I see only 1 post, mine, saying anything about fat content. And reason being, is because I have a pug. Give her too much fat....and yeah. She need's mostly lean meats with the small amount of fat that is beneficial to her. There is no "fat phobia" on this forum. Don't read into a few posts too much.


----------



## Jan Fred (Jul 23, 2013)

> Bacon could cause some issues with how it is processed. I would not feed and like Magicre I hate to waste any meat.


 I agree, and also, it is not good for fat dogs it can lead to obesity.


----------



## LilasMom (Mar 10, 2012)

Jan Fred said:


> I agree, and also, it is not good for fat dogs it can lead to obesity.


Fat doesn't necessarily create fat. Too much of anything will put pounds on a dog. Even overweight dogs need fat in their diet.


----------



## Tobi (Mar 18, 2011)

Jan Fred said:


> I agree, and also, it is not good for fat dogs it can lead to obesity.


Carbs will load up a dogs weight faster than fat, look at cow feed lots, put grain into them and they gain hundreds of pounds in weeks instead of months... It's also why many farmers still throw some grain at them for the last few weeks to get that nice fatty marbling on the meat lol

I love fats for me and my dog, he gets a ton of it, mostly pork and beef fats, with lean venison cuts. Fats also aid in the absorbtion of many nutrients.


----------



## LilasMom (Mar 10, 2012)

Tobi said:


> Carbs will load up a dogs weight faster than fat, look at cow feed lots, put grain into them and they gain hundreds of pounds in weeks instead of months... It's also why many farmers still throw some grain at them for the last few weeks to get that nice fatty marbling on the meat lol
> 
> I love fats for me and my dog, he gets a ton of it, mostly pork and beef fats, with lean venison cuts. Fats also aid in the absorbtion of many nutrients.

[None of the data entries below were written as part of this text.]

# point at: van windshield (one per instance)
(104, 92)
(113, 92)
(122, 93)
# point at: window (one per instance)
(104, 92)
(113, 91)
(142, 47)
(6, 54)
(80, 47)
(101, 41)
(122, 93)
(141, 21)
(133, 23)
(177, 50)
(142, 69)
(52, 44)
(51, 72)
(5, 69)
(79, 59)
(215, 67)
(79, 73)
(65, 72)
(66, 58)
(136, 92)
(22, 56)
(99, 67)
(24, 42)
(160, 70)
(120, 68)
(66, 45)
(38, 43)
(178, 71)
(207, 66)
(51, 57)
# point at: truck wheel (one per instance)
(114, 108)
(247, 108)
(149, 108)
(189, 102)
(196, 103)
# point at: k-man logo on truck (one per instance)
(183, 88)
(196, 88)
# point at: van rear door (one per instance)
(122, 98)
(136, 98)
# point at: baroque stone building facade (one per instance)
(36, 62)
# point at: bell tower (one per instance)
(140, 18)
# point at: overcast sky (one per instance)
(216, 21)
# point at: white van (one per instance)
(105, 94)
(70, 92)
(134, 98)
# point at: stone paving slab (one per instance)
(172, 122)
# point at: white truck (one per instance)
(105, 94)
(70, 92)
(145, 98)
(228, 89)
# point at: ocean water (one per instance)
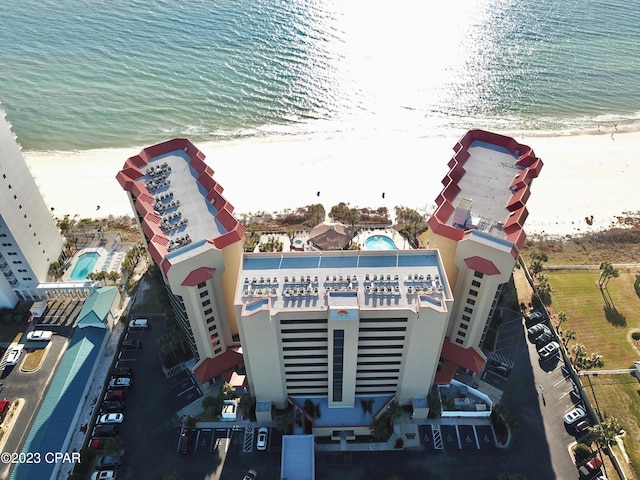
(80, 74)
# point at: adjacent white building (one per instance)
(29, 238)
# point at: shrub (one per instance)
(581, 452)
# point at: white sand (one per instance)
(583, 175)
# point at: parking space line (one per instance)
(475, 434)
(565, 394)
(563, 379)
(192, 387)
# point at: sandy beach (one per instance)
(584, 175)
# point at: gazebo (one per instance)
(330, 236)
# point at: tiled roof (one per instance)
(199, 275)
(482, 265)
(64, 398)
(212, 367)
(96, 307)
(467, 358)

Lol all that talk of marbling has me craving ribeye


----------



## JayJayisme (Aug 2, 2009)

SuperPug said:


> I see only 1 post, mine, saying anything about fat content. And reason being, is because I have a pug. Give her too much fat....and yeah. She need's mostly lean meats with the small amount of fat that is beneficial to her. There is no "fat phobia" on this forum. Don't read into a few posts too much.


I wasn't referring to this thread exclusively. I've just seen a number of anti-fat comments the past few months when a year or so ago everyone was extolling the virtues of animal fat in the PMR diet. I'd hate to see an anti-fat sentiment start to grow in this forum because nothing could be farther from the truth.


----------